Your visualization is a countable infinity (each discrete bar can be given a natural index). Although your sets have been indexed, they have not been indexed discretely (they have been indexed with real numbers) so that you can group them as you believe above. When it comes to uncountable infinities, visualization sometimes yields nothing coherent at all (Ie., see Cantor's ternary set).
Instead, use what you know to be concrete properties of the real number system. If y, a real number, is in every Ex, then y < x for all x in the interval (0, 1]. Since y is also in the interval of question, y is the greatest lower bound of the interval. But the GLB of the interval is 0, and the GLB of a real set is unique. Thus y must be 0. But 0 is not an element of any Ex, thus y cannot be in the intersection of said sets. But y was an arbitrary element of the intersection, thus the instersection is the null set.

5. Jan 28, 2005

### dlee48

Yes, like I said the littlest one is to little to find so the magic is that y can't be in (0,1] hence the intersection is empty. Still a little confused about RUdin comment . Thanks.

6. Jan 28, 2005

### hypermorphism

Rudin went with a complementary approach to mine. He notes that since you can always find an x strictly less than every y in that interval, you could not choose a y in the interval that was less than every x in the interval.

7. Jan 28, 2005

### dlee48

Thanks again!

8. Jan 28, 2005

### dlee48

By the way, do you know how people are able to get all the math symbols into thier submission so they can use the symbol for intersection instead of the word.

9. Jan 29, 2005

### matt grime

Use latex, There is a explanation in physics.

From what you've written it doesn't seem that you understand what the example states, or what interesection means.

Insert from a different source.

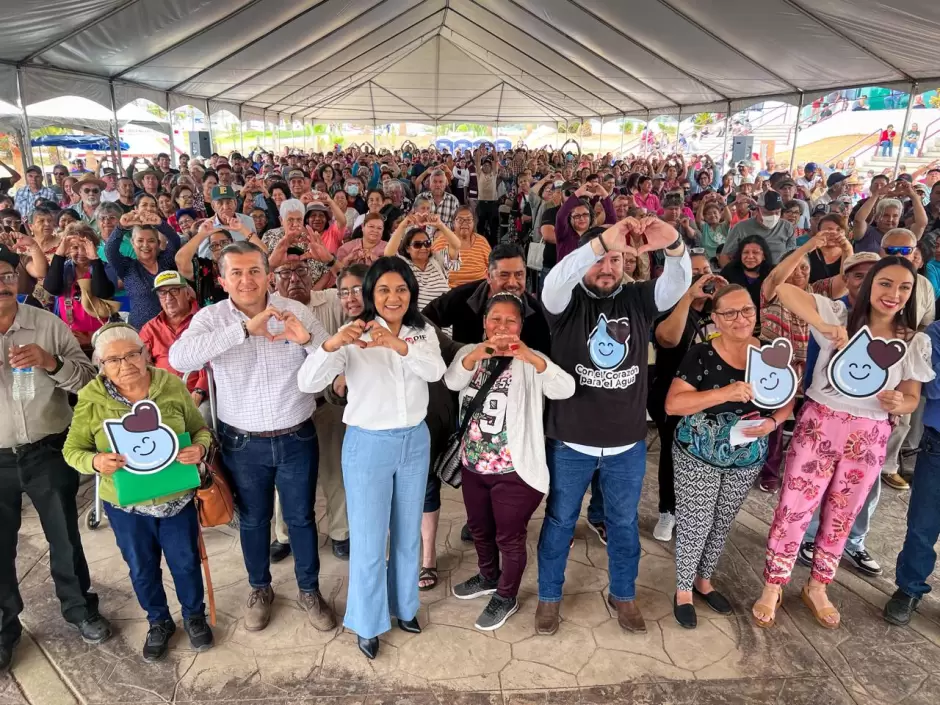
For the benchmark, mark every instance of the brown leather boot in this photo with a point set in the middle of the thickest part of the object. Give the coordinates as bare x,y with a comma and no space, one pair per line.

If X_s is a collection of sets labelled by s in S, some index set, then $$\cap X_s$$ is the set of elements that lie in all the X_s. So in the case in question, $$\cap X_s$$ s in (0,1] is clearly some subset of (0,1]. Suppose that the intersection is non-empty, and that t is an element in this intersection. Consider the set X_{t/2}, then t isn't in X_{t/2} so there is no such t in the intersection since it isn't in ALL the X_s (ie we've shown one (of the infinitely many) sets that do not contain it). t was arbitrary, thus it follows that the intersection must be empty.

10. Jan 29, 2005

### HallsofIvy

Staff Emeritus
The simplest way to see it is this: Suppose Y were in the intersection. Then it must be a positive number and in every Ex. But since Y is a positive number, there exist a positive number x such that x< Y (Y/2 for example). Y is NOT in Ex for THAT x. Therefore there can be no Y in the intersection: it is empty.

Notice that focusing on a specific Y is the key here.

11. Jan 29, 2005

### dlee48

Thanks, I understand perfectly after Hypermophisms comments.

12. Jan 29, 2005

### mathwonk

no positive number is closer to zero than all positive numbers.